Editor's note: In "Apps Only," Ben Fishner will be eating his way through New York's appetizer, bar, and lounge menus as your guide to fine dining on a budget.
Hibino is a quiet Kyoto-style Japanese restaurant in Cobble Hill. They make sushi, but we stopped in with the intention of sampling their other offerings, especially the obanzai—homestyle small plates. The restaurant was quiet when we arrived early on a Saturday night and began ordering small plate after small plate.
While we didn't intend to order any sushi, we did start with a Salmon Roll ($5); once we saw the rolls at neighboring tables, we were powerless against it.
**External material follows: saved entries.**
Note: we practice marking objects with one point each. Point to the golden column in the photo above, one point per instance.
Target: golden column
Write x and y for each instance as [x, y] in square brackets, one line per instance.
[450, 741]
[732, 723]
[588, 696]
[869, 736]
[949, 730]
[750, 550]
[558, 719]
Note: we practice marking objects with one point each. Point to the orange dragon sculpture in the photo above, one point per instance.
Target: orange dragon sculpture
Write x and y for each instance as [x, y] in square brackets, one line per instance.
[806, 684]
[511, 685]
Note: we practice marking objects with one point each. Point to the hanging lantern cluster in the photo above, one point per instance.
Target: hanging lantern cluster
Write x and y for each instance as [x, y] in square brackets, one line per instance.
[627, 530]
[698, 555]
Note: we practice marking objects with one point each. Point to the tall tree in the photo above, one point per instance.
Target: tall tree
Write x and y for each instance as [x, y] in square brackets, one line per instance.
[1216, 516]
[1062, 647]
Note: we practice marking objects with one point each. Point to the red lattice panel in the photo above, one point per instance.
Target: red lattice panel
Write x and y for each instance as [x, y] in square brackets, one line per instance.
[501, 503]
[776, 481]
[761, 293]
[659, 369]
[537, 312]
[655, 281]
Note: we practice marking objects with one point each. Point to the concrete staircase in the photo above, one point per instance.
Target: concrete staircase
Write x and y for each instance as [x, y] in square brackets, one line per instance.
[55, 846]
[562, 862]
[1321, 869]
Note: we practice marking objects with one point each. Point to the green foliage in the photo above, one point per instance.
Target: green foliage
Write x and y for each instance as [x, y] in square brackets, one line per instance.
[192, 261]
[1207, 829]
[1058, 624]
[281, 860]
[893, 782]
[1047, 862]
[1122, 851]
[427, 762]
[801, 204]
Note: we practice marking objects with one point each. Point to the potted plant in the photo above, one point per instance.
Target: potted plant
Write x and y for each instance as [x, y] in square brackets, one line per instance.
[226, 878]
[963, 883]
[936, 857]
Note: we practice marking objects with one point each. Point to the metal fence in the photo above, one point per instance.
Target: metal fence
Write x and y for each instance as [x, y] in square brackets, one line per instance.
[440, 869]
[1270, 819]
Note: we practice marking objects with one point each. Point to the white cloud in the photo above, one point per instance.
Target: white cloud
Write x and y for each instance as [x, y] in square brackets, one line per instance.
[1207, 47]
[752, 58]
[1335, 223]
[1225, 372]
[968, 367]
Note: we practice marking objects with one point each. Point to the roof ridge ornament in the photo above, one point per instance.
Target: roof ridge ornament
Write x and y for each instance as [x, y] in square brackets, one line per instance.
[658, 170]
The rice was perfectly cooked, the fish fresh and almost buttery in texture. Ditto for the Yellow Tail Scallion Roll ($5) we had later on in the meal.
Next up were the obanzai (each $4), listed on a chalkboard in the dining room. First we had Kasujiru Soup ($4), a rich and milky soup made from salmon, miso, and veggies including daikon, cabbage, and carrot. The soup was hearty and a great value. Next up was Tofu Nanban Zuke ($4), marinated fried tofu topped with a salad of carrot, ginger, and onion, and served in a thin broth of dashi. The final obanzai dish was Satoimo Agedashi, fried balls of taro potatoes in a darker soy dashi. The potatoes were lightly crusted and perfectly cooked through, and the broth was so good I sipped the rest of it from the bowl (to the horror of my dining companions).
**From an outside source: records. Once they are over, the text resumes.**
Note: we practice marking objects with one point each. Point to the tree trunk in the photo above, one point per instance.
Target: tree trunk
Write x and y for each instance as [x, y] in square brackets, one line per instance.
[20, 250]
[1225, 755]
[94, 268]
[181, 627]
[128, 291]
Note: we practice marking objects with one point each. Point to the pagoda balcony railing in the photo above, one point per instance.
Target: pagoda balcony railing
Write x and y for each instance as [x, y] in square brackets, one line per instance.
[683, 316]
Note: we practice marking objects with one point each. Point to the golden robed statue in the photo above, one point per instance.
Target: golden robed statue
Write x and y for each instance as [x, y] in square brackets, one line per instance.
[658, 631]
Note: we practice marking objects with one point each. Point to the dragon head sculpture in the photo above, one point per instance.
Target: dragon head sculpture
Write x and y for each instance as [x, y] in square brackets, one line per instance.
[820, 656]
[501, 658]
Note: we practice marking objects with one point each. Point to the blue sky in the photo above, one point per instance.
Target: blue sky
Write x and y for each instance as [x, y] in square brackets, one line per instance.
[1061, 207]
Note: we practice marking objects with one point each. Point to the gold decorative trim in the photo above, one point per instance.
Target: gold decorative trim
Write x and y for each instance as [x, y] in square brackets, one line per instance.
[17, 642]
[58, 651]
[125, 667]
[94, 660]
We also ordered a couple of sides—a bowl of edamame ($3) turned out to be the biggest serving I'd ever been given in a restaurant, salted without being too salty. The plate of pickled vegetables ($3) was a far smaller serving, and did not really impress—some of the vegetables were far too salty; others did not taste pickled at all.
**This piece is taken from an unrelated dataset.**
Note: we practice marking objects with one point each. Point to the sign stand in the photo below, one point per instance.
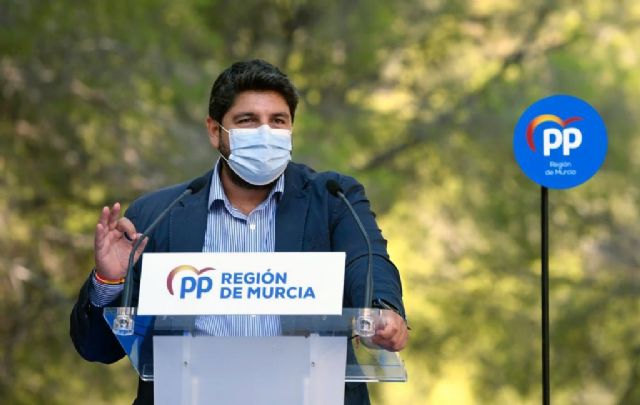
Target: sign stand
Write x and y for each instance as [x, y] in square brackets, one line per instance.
[559, 142]
[544, 284]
One section of the menu at Hibino that really stands out is the small plates of tofu. Hibino actually makes all of their tofu in house, and by doing so achieves a depth of flavor that many other spots in the city can't quite attain. On a friend's recommendation we tried the Agedashi Tofu ($6), three large chunks of soft tofu that are lightly crisped up in a deep fyer before being doused in more of that delicious soy dashi broth, along with shisito peppers and shiitake mushrooms. This dish was stellar, especially the mushrooms—which took on the flavor of the sweet and savory dashi while still retaining their deep earthy flavor. I could have eaten an entire bowl of these mushrooms. This is not to say that the tofu wasn't memorable, but there were other tofu dishes on the table that may have stolen its thunder.
Also from the tofu menu was Shira-ae ($4), poached seasonal vegetables with a tofu sauce. The vegetables, which on the night we dined were snap peas, Chinese broccoli, and asparagus, were tender and well seasoned, though the tofu sauce came across as very plain and one-note.
Finally, we ordered the Beef Kakuni ($10) appetizer, a chunk of short rib meat topped with thinly shredded raw daikon, a big piece of soft tofu, and scallions. This could have been the best single bite of the whole meal—the sweet short rib tender beyond belief, with the crispy daikon and soft tofu adding a variety of textures. This dish also comes sitting in a bowl of delicious sauce, though rather than dashi, this one tasted as though it were beef based—again, I picked up the bowl and drank down what broth remained (this bowl had a handle just for this purpose, I swear!). Perhaps ordering that side of steamed rice would have been a good idea for more graceful broth utilization. The serving size was small, but like most every dish we ordered, the sheer richness more than made up for the portion.
While I was initially put off by the small serving sizes at Hibino, each dish is made with the best possible ingredients and even the simplest dishes have a richness that is bound to fill you up. We weren't positively stuffed, but we actually came in at $48 before tax and tip—for four of us, just $12 each—and there were very few regrets. The menu lends itself to sharing these small plates, and there were still dishes, when we left, that I will be sure to return for. If you're looking for Japanese food that goes beyond salmon teriyaki and beef negimaki—or if you want sushi but your friends won't eat raw fish—Hibino is the place.